If the embargo has survived until now, it has simply been because it had the support of the Cuban exile community, which is very influential in the south of Florida — an important state in the country’s electoral struggle. But this has now changed. New generations of Cubans born or raised in the United States do not feel obligated to be loyal to the Republican Party as the only guarantee against communism, nor do they believe that the battle against Fidel Castro ought to be the driving force of their lives. For the first time, a Cuban-American from the Democratic Party, Joe García, has been elected to occupy a seat for Florida in the House of Representatives. Brought up more disposed to solidarity with their families and compatriots in the island than to hatred toward those who obliged their predecessors into exile, this generation sympathizes with the measures to ease exchange taken by Barack Obama and would like to increase this exchange as much as possible.
This trend is just as favored by those, particularly in Florida, who see economic opportunity in Cuba and do not want their business possibilities to be limited by political decisions that, on top of this, are anachronistic. The United States encourages economic relations with another communist country, China, and until recently has allowed certain commercial exchange with rival nations like Iran and continues to do so with others, such as Venezuela. Business people have long been among the groups that support the lifting of the embargo.

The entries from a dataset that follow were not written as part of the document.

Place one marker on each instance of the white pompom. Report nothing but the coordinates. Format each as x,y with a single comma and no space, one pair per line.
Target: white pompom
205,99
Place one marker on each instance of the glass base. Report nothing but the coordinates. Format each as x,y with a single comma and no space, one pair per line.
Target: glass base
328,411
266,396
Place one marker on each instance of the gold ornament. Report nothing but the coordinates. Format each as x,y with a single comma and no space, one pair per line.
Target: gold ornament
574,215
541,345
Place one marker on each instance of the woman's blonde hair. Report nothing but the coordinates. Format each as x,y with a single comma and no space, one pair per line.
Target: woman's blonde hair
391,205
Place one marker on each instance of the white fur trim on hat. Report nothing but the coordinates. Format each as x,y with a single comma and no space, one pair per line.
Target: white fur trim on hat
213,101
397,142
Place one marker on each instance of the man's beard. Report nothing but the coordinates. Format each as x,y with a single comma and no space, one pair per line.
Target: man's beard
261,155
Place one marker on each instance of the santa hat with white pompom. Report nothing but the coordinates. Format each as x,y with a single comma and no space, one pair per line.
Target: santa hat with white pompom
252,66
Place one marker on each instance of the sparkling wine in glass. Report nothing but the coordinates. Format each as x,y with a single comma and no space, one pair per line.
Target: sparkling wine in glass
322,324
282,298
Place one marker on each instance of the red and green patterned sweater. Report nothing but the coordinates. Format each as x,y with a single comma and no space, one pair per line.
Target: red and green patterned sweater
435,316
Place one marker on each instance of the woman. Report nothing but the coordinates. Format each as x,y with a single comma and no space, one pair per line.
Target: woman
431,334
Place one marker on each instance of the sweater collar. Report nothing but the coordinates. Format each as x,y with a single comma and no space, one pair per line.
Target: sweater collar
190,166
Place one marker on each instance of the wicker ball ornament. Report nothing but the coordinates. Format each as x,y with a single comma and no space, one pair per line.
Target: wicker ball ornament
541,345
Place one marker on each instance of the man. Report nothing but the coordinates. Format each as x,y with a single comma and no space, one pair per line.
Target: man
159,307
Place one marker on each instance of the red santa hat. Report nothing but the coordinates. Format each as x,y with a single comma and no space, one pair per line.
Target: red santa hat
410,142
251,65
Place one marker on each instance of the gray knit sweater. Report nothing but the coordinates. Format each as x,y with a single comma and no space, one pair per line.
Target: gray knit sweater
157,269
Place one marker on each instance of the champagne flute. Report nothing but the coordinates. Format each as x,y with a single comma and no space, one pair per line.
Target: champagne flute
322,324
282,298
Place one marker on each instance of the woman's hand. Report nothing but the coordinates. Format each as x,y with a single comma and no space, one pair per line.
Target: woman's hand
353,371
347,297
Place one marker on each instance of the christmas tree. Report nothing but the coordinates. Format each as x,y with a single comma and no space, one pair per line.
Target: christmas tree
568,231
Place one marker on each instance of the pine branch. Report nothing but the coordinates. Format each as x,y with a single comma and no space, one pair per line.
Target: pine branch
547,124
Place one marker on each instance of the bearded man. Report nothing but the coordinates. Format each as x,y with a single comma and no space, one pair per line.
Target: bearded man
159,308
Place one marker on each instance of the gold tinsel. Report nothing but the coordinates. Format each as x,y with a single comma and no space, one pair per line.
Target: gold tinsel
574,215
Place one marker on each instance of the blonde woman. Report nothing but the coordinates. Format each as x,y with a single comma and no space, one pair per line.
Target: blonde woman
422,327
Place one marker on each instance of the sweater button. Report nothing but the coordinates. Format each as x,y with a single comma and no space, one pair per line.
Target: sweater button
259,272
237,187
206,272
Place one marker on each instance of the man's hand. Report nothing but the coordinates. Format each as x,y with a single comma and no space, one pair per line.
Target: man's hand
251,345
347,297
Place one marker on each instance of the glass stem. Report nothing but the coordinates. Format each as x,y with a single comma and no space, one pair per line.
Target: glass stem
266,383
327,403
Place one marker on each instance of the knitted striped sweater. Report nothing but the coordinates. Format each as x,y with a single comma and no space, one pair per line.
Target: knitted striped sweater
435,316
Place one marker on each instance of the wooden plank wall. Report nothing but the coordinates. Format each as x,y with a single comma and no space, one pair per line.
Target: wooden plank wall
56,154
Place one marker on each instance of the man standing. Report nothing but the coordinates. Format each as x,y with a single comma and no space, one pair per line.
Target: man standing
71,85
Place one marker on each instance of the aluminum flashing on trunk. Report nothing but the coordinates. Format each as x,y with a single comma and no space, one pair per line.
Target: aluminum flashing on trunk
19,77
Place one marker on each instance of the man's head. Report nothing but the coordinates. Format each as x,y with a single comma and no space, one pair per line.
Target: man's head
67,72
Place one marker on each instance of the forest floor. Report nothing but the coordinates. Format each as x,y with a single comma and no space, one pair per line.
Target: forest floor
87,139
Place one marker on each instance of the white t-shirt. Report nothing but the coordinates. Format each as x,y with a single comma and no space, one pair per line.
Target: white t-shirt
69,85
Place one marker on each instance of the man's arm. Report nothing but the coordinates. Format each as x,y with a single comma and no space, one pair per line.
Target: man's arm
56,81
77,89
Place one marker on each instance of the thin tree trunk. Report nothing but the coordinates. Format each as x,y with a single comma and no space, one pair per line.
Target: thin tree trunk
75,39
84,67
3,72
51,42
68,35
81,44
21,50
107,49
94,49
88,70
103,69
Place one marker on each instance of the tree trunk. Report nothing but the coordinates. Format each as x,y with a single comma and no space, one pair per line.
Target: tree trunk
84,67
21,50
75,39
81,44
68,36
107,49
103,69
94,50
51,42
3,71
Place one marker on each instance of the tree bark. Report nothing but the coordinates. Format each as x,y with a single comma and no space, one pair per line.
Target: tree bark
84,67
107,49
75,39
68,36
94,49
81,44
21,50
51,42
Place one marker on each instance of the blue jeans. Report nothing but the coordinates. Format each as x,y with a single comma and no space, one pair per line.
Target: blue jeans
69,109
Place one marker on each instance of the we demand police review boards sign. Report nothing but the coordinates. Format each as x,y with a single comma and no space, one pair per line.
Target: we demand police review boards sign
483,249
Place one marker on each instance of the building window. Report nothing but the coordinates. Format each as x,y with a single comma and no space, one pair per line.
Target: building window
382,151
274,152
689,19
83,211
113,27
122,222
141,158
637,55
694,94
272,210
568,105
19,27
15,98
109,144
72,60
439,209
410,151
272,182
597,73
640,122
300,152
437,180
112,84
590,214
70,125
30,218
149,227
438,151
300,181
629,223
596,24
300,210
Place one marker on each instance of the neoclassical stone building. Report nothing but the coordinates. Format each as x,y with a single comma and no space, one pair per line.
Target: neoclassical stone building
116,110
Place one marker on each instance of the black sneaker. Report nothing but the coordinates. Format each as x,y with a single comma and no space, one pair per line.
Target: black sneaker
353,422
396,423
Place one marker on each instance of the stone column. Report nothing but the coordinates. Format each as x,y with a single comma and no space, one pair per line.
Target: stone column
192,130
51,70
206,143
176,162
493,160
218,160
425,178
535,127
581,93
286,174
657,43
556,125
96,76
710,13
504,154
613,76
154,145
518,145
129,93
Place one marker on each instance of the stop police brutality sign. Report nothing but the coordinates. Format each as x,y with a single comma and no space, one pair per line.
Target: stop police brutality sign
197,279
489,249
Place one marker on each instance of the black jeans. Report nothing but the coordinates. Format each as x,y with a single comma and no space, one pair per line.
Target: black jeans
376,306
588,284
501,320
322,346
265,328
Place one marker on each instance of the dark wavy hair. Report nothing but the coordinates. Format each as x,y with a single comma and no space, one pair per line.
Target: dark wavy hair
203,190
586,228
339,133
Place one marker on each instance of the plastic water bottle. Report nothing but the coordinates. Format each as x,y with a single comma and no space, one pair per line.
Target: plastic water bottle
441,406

There still exist those who resist this step. The Republican representatives of the Cuban community in Congress still judge that the lifting of the embargo would give oxygen to the Castro brothers’ regime, just at the moment in which both approach the end of their lives.
Nevertheless, this argument is weak in the face of the potential that a greater exchange would have to speed up the democratic transition and stimulate the reformists. The lifting of the embargo would, effectively, improve the economic conditions of the Cuban people, but it would also facilitate the presence in Cuba of those opposition groups that act from Florida. Above all, it would place in the hands of the internal opposition those instruments of mobilization they currently lack. With more money, more computers, more mobile phones and access to Google and Twitter, the possibilities to communicate the reality of the Cuban political system would be considerably widened. On the other hand, it is doubtful that a population less distressed by the economy would not also be more interested in democracy.
Barack Obama, who began his presidency with gestures of good will toward the government of Havana, seemed to share this point of view. But, frustrated by the regime’s lack of receptivity and plagued, like his predecessors, by the electoral calendar, he quickly abandoned this path. Now, more worried by his historic legacy, he has a great opportunity to do something that will likely be remembered as the beginning of the end of communism in Cuba. The lifting of the embargo would have, together with its predictable repercussions, a political and psychological effect that would serve to mark a before and after in the relations of the U.S. with Cuba and all of Latin America. At the moment, it is possible without leaving the next Democratic presidential candidate the heavy burden of a sure defeat in Florida. Rather, completely the opposite.